Forum Moderators: phranque
Recently, I've had a bot pinging single pages repeatedly to up a user's search rankings within my site.
Looking through the logs, I've found this to be their entry repeatedly and always within 10 to 15 seconds of each other:
123.123.123.123 - - [14/Jul/2009:00:30:00 -0700] "GET /example.com/profilenameomitted HTTP/1.1" 301 310 "-" "-"
I've omitted the user's profile name and IP address, but you get the idea. Their bot is apparently named, "-", and it's making things quite annoying.
Anyone have a clue on how to block this bot?

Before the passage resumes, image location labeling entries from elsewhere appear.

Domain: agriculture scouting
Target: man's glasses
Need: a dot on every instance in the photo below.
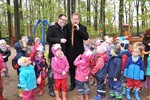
(63, 20)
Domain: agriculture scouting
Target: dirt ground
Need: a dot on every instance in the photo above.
(10, 90)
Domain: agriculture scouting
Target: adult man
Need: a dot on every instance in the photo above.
(76, 33)
(55, 34)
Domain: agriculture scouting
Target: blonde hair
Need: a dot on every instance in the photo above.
(75, 14)
(137, 50)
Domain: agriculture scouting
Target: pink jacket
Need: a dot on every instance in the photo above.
(101, 59)
(32, 55)
(2, 64)
(82, 62)
(59, 65)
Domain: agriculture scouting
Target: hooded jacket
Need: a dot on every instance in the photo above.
(100, 62)
(114, 67)
(82, 62)
(2, 65)
(124, 55)
(134, 70)
(27, 78)
(59, 65)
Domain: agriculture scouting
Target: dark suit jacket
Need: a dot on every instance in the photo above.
(79, 36)
(54, 34)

I've tried a few things with no success. Here's how I'm currently blocking bots:
RewriteCond %{HTTP_USER_AGENT} ^Wget [OR]

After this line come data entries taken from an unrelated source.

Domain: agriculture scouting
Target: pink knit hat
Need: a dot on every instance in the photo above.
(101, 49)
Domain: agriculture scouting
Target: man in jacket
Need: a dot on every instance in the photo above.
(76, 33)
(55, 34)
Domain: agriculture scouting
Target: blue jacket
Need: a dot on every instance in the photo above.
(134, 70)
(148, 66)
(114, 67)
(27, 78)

RewriteCond %{HTTP_USER_AGENT} ^Widow [OR]
RewriteCond %{HTTP_USER_AGENT} ^WWWOFFLE [OR]
RewriteCond %{HTTP_USER_AGENT} ^Xaldon\ WebSpider [OR]
RewriteCond %{HTTP_USER_AGENT} ^Zeus
RewriteRule ^.* - [F,L]
Again, any help would be GREATLY appreciated. Thanks everyone! :)
[edited by: jdMorgan at 3:36 am (utc) on July 15, 2009]
[edit reason] example.com [/edit]
RewriteCond %{REMOTE_ADDR}>%{HTTP_USER_AGENT}>%{REQUEST_URI} ^123\.123\.123\.123>>/example.com/profilenameomitted [OR]
BTW, [L] used with [F] is redundant. You can use just [F] instead of [F,L] on your rule.
Oh, and the ">" characters in the RewriteCond string and pattern are just "visual spacers" -- They don't actually do anything here except illustrate the 'field boundaries.'
Jim
Thanks a lot for the info. Here's the problems I foresee becoming bigger issues down the road:
1. I'm pretty sure this will be run by more than one user in the future, and rather than blocking IP(s) from portions of the site, I'd rather just block the bot in question.
2. The next logical step for an offender of this type is to start randomizing their IP on every page load rather than just changing their session name. (I've currently got code in place to protect from IP's with the same session name boosting page rank by simply refreshing the page.)
3. As my user base grows, manually updating my .htaccess file for every offender will become terribly problematic and tiresome, and I'm sure will eventually affect load times with enough offenders, so I would really like just block whatever bot is causing the problems.
So, any ideas on how to block the bot simply named with a dash? :)
Unfortunately, this is common even with non-misbehaving users; ISPs that use caching proxies in their networks (e.g. AOL, Earthlink, and many more) will send requests with no HTTP User-agent header as well -- and their users will be unaware of this, too.
So, it sounds like you can't block it except behaviorally. Maybe change your TOS to say that bot-runners will be booted, no warnings, no refunds, accounts forfeit and deleted. Then use your session method to detect too-frequent loads of this 'rank-increasing URL thing' as well as too-frequent page-refreshing.
Jim